Through the door burst an armored humanoid skeleton with a sword. Its eyes glowed with the brown light of map pebbles inside its skull. Behind it followed several identical soldiers. It was hard to tell how many, but the stairwell was packed with them. In the first one’s hand glowed a blue language pebble from which cat-Styxx’s velvety voice now flowed – a liquid purr: “I may be the youngest Master of Rot, but I am still a Master,” said the stone.
Meanwhile, the bone soldiers shuffled into the room, crowding in from all sides. Several of them attended to cat-Styxx’s immobilized body, reuniting him with his clothing. Others hauled Aissaba and Tassadu to their feet and confiscated their pebbles, rather roughly, in fact.
“Now, kindly release my body,” said the language pebble. Aissaba could feel a sword point in the small of her back. Another soldier held her mind pebble in front of her, as if for her convenience. “And may I remind you that your fate here very much depends on the outcomes of moments like these.”
Aissaba considered sarcasm, but it didn’t feel quite as satisfying to do spar verbally with a pebble, nor with the grinning skeletal warriors. Plus, one of them had a sword to Tassadu’s throat. So, with a wave of her hand, she released cat-Styxx from the paralysis protocol.
He rose to his full height before them. “I had hoped not to have to do this…” he said, gravely. His face was dark and unreadable. Aissaba felt like she’d swallowed a red hot map pebble, boiling her from the inside out. Prediction: cat-Styxx finally reveals his rotten side and murders us. “But you’ve given me no choice…”
He held out his hand. A skeleton deposited two blue language stones into it.
“Swallow,” he said.
A sword point dug its way into the small of her back and one of the blue pebbles found its way into her hands. When Tassadu gasped in pain, she gulped it down immediately. He did the same.
“Having failed a recent test of loyalty,” he announced, “you shall henceforth be known in the Fortress of Rot as Ass-aba and Ass-adu. Aside from that, you may come and go as you please. Seek me out when you are ready to proceed with the recruitment.”
With a sweep of his robe, he left the room, bone soldiers clattering after him. When only the whoosh of wind remained, Tassadu breathed, “Okay, what just happened?”
Aissaba had a sick feeling that she knew the answer. “Try to say my name,” she said.
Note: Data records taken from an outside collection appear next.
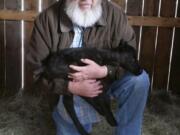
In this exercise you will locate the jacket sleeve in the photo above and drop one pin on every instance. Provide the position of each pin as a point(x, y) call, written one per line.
point(122, 32)
point(38, 49)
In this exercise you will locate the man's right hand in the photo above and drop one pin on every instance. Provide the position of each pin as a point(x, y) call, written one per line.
point(86, 88)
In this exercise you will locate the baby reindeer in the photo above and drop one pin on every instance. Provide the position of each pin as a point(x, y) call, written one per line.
point(56, 65)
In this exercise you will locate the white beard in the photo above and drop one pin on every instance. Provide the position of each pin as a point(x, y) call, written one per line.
point(85, 18)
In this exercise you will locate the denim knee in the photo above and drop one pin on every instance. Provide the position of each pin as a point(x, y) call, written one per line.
point(130, 84)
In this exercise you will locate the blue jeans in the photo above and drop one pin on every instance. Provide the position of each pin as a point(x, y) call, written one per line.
point(131, 94)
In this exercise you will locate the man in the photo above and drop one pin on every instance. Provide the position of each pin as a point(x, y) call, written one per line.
point(89, 23)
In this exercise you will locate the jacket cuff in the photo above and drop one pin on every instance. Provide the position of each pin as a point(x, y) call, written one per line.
point(60, 87)
point(115, 72)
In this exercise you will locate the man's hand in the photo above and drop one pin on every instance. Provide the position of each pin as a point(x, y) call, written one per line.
point(86, 88)
point(91, 71)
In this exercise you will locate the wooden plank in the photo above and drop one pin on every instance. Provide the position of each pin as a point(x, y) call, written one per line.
point(163, 48)
point(151, 21)
point(13, 51)
point(2, 54)
point(28, 26)
point(121, 3)
point(148, 38)
point(47, 3)
point(134, 8)
point(14, 15)
point(175, 72)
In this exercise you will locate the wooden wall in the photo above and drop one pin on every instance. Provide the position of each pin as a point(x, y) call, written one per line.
point(158, 46)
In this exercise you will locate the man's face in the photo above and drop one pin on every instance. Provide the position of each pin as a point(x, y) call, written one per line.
point(85, 4)
point(84, 12)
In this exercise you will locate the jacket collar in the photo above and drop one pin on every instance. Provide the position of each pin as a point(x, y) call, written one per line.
point(66, 25)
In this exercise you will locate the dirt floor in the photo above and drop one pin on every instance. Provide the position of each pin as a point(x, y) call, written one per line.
point(28, 116)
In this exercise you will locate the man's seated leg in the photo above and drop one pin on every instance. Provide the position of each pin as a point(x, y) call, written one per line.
point(131, 93)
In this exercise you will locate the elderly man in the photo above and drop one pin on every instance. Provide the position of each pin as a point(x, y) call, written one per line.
point(89, 23)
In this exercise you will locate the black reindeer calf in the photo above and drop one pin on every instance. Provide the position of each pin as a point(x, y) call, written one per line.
point(57, 66)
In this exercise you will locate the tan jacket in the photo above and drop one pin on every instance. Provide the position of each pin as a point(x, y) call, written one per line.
point(53, 30)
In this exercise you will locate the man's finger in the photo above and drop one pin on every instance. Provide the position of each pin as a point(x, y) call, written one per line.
point(76, 68)
point(87, 61)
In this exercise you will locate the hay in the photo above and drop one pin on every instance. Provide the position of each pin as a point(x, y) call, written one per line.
point(27, 115)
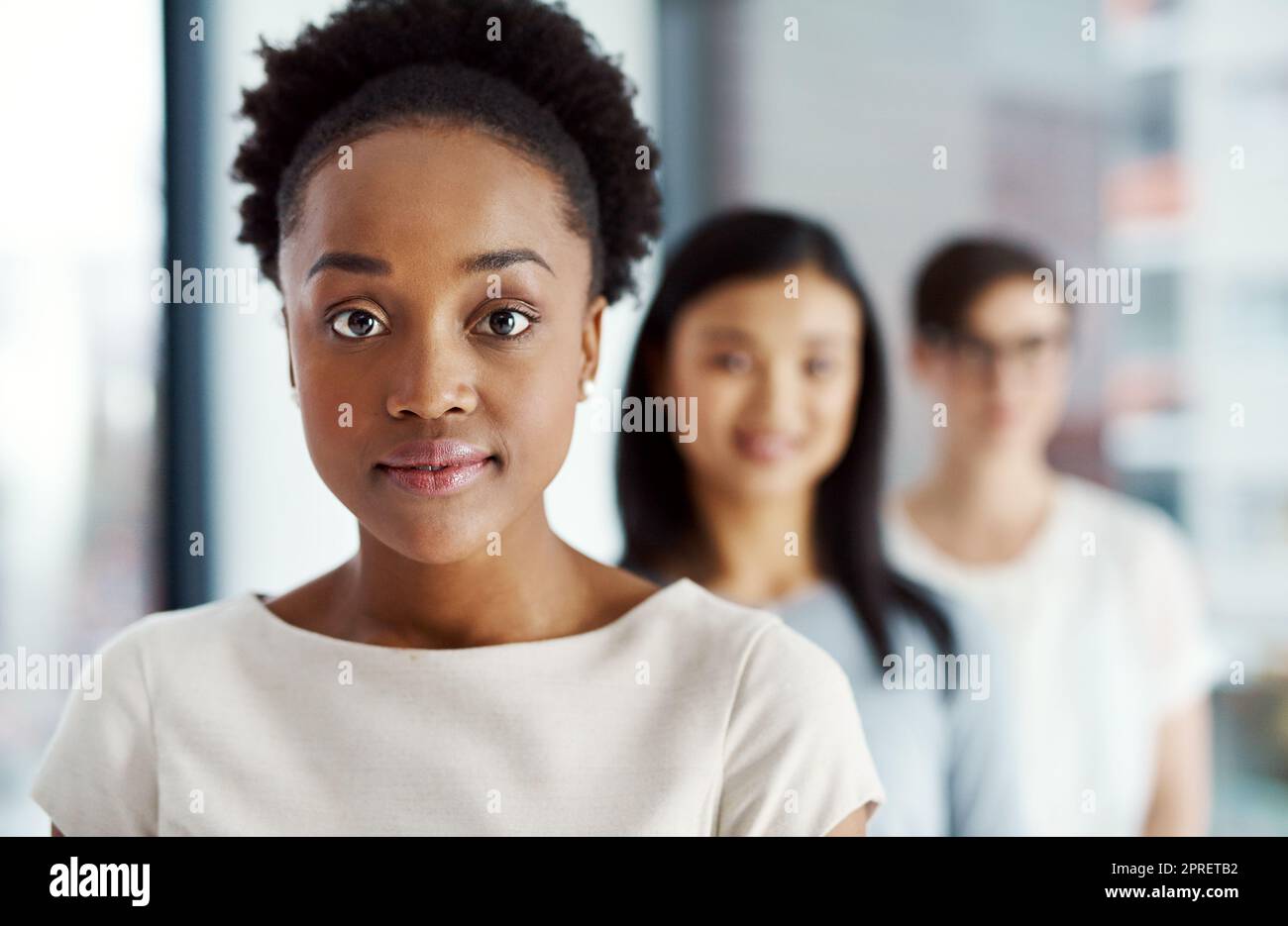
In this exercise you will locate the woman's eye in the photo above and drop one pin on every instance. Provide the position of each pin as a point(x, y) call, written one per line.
point(818, 365)
point(505, 322)
point(357, 325)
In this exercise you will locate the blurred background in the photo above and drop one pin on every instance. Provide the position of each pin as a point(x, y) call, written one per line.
point(1121, 133)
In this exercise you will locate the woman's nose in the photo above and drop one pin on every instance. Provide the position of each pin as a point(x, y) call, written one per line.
point(433, 377)
point(776, 395)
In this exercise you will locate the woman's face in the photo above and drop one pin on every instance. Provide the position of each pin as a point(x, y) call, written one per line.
point(777, 381)
point(434, 292)
point(1005, 381)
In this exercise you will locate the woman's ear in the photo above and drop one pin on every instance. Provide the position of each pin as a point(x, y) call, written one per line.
point(290, 364)
point(590, 338)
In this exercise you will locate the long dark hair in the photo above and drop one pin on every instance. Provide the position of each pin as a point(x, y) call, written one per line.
point(652, 491)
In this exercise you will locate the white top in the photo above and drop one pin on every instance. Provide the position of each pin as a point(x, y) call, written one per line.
point(949, 755)
point(688, 715)
point(1103, 617)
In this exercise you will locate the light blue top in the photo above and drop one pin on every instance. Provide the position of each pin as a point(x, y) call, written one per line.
point(947, 760)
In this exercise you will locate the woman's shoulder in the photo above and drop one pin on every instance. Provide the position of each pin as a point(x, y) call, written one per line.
point(741, 634)
point(1129, 527)
point(172, 633)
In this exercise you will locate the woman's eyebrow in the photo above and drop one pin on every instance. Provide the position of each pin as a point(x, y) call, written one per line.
point(351, 261)
point(725, 335)
point(498, 260)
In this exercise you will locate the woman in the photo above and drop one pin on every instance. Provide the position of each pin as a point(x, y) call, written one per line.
point(447, 217)
point(763, 321)
point(1095, 591)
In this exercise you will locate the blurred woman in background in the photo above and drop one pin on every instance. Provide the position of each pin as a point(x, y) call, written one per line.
point(763, 322)
point(1094, 591)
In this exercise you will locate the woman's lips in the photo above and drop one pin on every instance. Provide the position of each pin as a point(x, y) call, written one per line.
point(765, 446)
point(434, 482)
point(434, 467)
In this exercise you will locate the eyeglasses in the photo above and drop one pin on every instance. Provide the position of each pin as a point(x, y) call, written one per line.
point(1030, 353)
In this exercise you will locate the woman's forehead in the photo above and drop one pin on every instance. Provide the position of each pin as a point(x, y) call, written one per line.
point(432, 196)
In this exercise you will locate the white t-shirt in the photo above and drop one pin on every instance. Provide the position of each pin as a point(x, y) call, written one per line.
point(688, 715)
point(1103, 617)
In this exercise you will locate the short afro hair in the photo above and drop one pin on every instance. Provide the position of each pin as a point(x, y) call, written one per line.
point(545, 89)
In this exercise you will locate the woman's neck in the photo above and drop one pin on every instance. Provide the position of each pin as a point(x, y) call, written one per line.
point(528, 585)
point(758, 549)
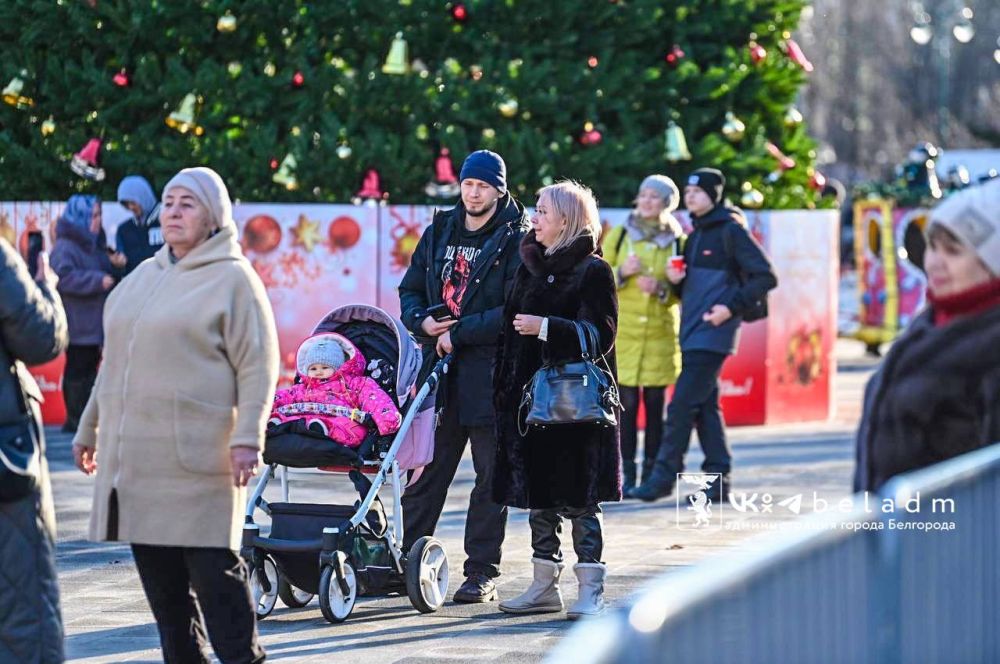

“Ass-aba,” said Tassadu, eyes going wide when he heard what came out of his mouth. When it dawned on him what had happened, his scales went bright red and he spewed a string of expletives, more than she’d ever heard him produce in one breath.
“Ass-adu,” said Aissaba, testing it herself. She felt the tip of her tongue hit the roof of her mouth when forming the letter T, but the sound waves themselves did not comply. Pebble-less and cursed, they stood alone at the top of the tower. The bone spider nuzzled against their legs, but it was little consolation.